Lieutenant Hastings and his crew, crew number one, made a particularly good team. Missions ranged from armed reconnaissance to attacks on enemy shipping, oil refineries, dock facilities and installations. Bombing missions helped cripple Japanese resupply efforts and interdicted enemy airfields in the East Indies to reduce the threat to the Allied war effort.
In August 1943, they participated in a series of long-range strike missions on enemy oil refineries and shipping in Borneo. These missions were the longest bombing missions conducted in World War II and earned the group a Distinguished Unit Citation. They went on to fly successful missions over Rabaul, Java, New Guinea and Ceram Island.
Two days after Christmas 1943, the crew flying the bomber Queer Deer completed a strike mission against enemy shipping. It was their last required mission; they were now a combat-tour-expired crew, and their bomber was reassigned to a new crew.
Just more than a week later, the commanding officer asked Lieutenant Hastings to fly an extra mission. It was an armed reconnaissance mission over Ceram Island and the crew was very familiar with the area.
The crew picked up a new B-24 bomber, so new it did not even have a name or nose art yet, and prepared for the mission. Bad weather on Jan. 6 aborted the mission, but it was cleared for a launch the next morning.
The crew of 42-73449 on Jan. 7, 1944, consisted of command pilot Lieutenant Hastings, co-pilot 2nd Lt. Marvin Robinson, navigator 1st Lt. Frederick Estes, bomb officer 1st Lt. Raymond Gilmore, engineer Tech. Sgt. William Marshall, radio operator Tech. Sgt. Francis Moshier, gunner Staff Sgts. Arthur Miller, Joseph Allen, Peter Fink and Charles Carlson, and photographer Sgt. Thomas Guilfoyle. The bomber did not return from the mission.

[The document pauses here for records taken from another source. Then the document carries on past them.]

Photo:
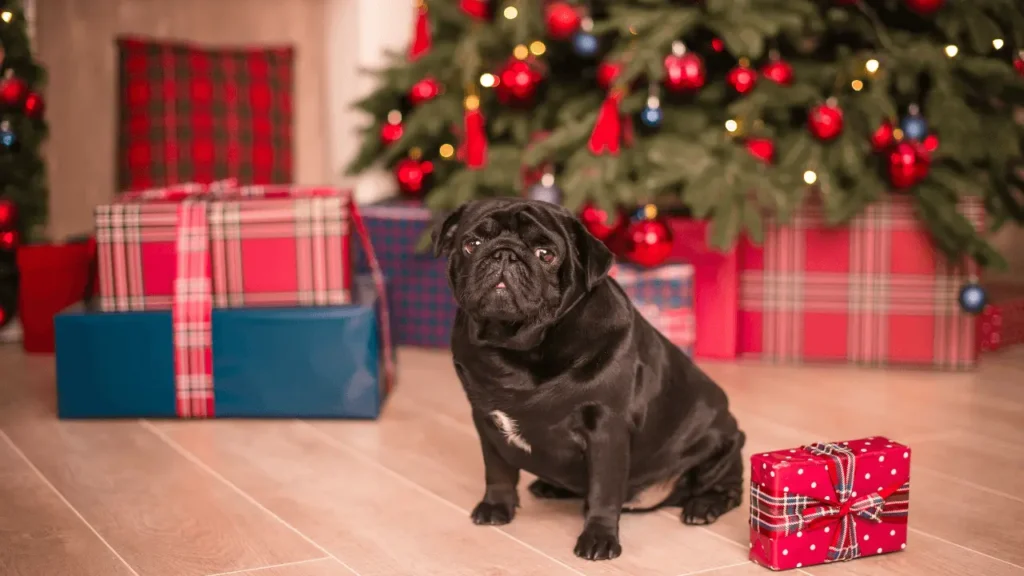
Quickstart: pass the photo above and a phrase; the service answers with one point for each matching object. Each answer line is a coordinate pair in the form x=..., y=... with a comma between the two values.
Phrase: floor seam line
x=186, y=454
x=67, y=502
x=339, y=444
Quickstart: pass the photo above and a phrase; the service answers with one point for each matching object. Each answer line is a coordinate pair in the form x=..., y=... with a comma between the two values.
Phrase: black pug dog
x=567, y=381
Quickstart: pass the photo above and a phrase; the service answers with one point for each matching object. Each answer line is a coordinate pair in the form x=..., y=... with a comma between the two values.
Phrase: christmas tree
x=737, y=110
x=23, y=175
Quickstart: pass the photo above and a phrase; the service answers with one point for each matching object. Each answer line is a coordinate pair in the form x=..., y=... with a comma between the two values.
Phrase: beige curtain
x=76, y=42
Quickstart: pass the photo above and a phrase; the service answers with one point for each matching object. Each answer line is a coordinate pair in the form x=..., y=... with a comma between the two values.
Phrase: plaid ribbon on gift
x=665, y=297
x=188, y=113
x=788, y=512
x=873, y=292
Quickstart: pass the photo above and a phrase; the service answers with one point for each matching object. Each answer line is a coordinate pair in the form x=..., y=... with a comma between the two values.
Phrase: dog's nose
x=505, y=255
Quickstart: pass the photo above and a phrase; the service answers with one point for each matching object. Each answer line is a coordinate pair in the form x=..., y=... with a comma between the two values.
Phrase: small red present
x=875, y=291
x=828, y=502
x=1001, y=324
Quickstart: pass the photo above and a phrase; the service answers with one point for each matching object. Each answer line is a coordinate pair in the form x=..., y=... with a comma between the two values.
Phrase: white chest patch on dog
x=510, y=429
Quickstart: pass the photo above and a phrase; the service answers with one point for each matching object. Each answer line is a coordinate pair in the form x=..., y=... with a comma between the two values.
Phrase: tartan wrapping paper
x=281, y=246
x=424, y=306
x=187, y=113
x=1001, y=324
x=828, y=502
x=665, y=297
x=873, y=292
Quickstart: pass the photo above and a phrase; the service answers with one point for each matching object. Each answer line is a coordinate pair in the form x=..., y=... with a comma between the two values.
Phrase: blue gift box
x=267, y=363
x=423, y=306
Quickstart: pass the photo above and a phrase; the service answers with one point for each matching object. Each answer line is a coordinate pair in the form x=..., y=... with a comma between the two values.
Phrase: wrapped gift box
x=828, y=502
x=716, y=287
x=664, y=296
x=265, y=362
x=268, y=246
x=1001, y=324
x=424, y=306
x=872, y=292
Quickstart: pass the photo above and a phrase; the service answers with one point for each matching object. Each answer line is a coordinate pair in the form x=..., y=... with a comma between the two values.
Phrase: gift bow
x=793, y=512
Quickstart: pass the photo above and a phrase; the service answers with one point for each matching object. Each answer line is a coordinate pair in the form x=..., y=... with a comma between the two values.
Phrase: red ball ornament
x=778, y=71
x=562, y=19
x=34, y=106
x=412, y=175
x=762, y=149
x=925, y=7
x=825, y=121
x=424, y=90
x=684, y=71
x=647, y=241
x=517, y=83
x=741, y=79
x=13, y=90
x=607, y=72
x=883, y=137
x=906, y=166
x=599, y=222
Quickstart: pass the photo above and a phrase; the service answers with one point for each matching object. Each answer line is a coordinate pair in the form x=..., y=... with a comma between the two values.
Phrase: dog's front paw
x=598, y=542
x=493, y=513
x=709, y=507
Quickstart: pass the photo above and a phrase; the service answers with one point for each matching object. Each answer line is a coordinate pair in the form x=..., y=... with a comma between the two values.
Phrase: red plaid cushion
x=190, y=114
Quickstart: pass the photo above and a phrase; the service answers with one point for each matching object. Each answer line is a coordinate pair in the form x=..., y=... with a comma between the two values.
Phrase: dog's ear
x=442, y=234
x=595, y=258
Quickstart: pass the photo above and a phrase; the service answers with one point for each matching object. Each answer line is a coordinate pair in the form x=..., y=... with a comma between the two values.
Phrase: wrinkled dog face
x=514, y=260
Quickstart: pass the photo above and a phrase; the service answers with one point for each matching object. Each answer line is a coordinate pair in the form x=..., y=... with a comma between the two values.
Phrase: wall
x=76, y=43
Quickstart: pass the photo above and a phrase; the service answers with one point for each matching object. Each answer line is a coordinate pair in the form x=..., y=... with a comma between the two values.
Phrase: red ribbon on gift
x=192, y=310
x=792, y=512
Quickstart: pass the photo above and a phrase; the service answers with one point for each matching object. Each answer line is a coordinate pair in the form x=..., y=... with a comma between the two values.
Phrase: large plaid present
x=155, y=250
x=1001, y=323
x=424, y=306
x=665, y=297
x=188, y=113
x=875, y=292
x=266, y=363
x=828, y=502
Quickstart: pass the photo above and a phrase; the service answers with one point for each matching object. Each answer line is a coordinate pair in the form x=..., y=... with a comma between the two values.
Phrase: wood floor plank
x=372, y=520
x=39, y=534
x=163, y=515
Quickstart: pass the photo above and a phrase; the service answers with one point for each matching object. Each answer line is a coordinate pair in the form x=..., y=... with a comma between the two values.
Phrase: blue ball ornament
x=914, y=127
x=585, y=44
x=973, y=298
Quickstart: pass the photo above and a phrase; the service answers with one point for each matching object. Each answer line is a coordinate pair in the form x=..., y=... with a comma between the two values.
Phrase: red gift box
x=875, y=291
x=716, y=288
x=276, y=246
x=1001, y=324
x=828, y=502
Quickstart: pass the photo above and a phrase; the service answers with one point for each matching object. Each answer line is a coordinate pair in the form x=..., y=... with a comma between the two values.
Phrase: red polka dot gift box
x=828, y=502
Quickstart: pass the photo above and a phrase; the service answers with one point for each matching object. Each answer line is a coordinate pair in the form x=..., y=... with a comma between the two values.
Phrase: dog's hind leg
x=547, y=491
x=714, y=487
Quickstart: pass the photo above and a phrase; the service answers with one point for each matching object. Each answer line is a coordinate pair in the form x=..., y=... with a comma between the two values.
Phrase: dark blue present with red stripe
x=664, y=296
x=423, y=305
x=324, y=362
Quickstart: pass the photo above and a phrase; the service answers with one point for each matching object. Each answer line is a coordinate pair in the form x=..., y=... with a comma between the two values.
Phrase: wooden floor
x=320, y=498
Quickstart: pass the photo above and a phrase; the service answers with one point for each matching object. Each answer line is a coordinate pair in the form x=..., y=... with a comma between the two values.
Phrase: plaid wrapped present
x=155, y=252
x=872, y=292
x=424, y=306
x=188, y=113
x=665, y=297
x=1001, y=324
x=828, y=502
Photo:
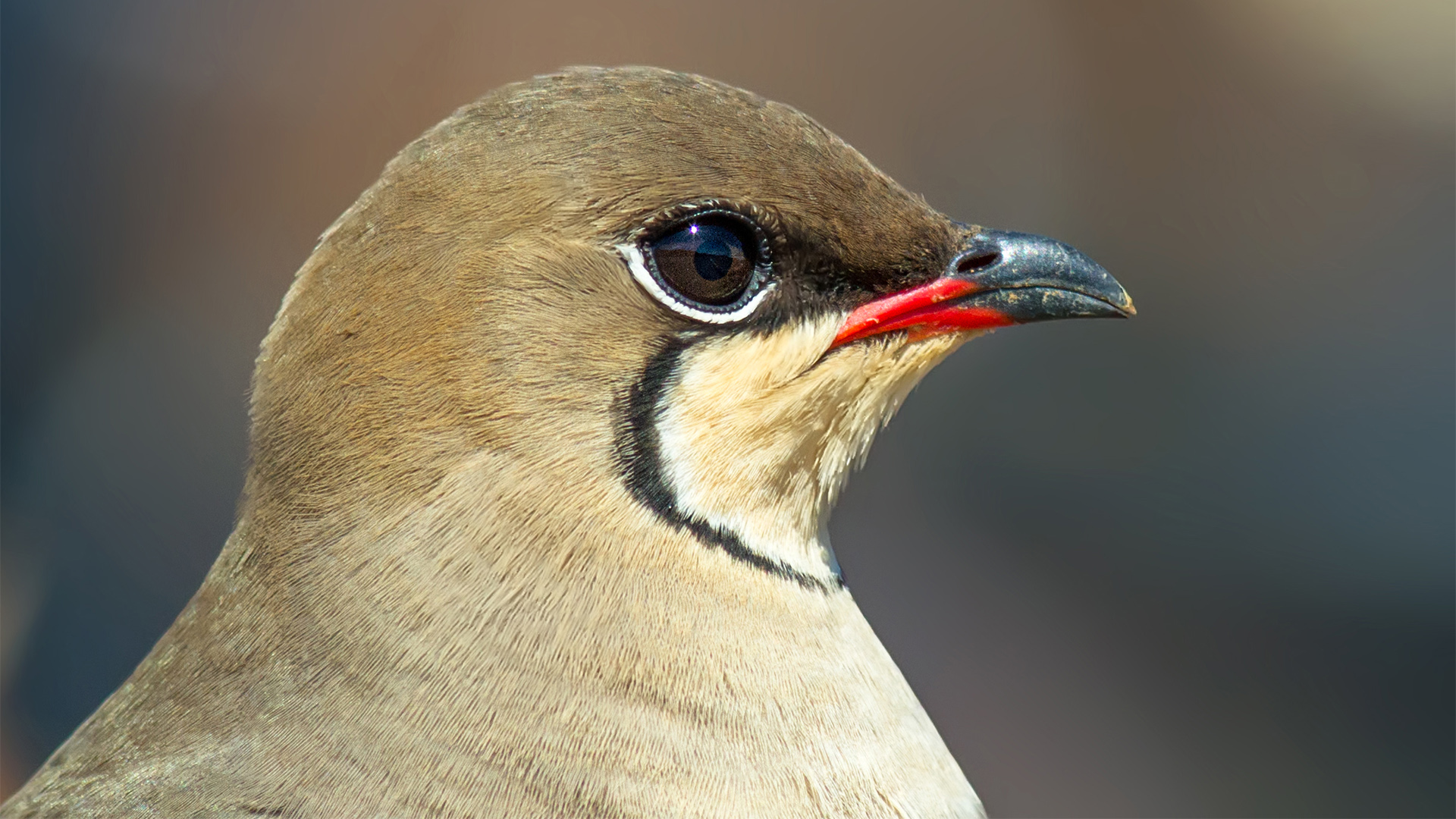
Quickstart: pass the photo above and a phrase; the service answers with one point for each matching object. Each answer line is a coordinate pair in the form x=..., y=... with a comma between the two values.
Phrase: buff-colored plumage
x=441, y=599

The next morning, the new crew of the Queer Deer took the bomber Lieutenant Hastings and his crew had spent so much time on, out to search for the lost B-24. Air Force records indicate the bomber crashed in bad weather near New Guinea. Lieutenant Hastings was posthumously awarded the Distinguished Flying Cross, Air Medal with oak leaf cluster and Purple Heart. Hastings Street, in front of the 71st Operations Group Bldg. 672, and the Manila American Cemetery and Memorial, Republic of Philippines, memorialize him.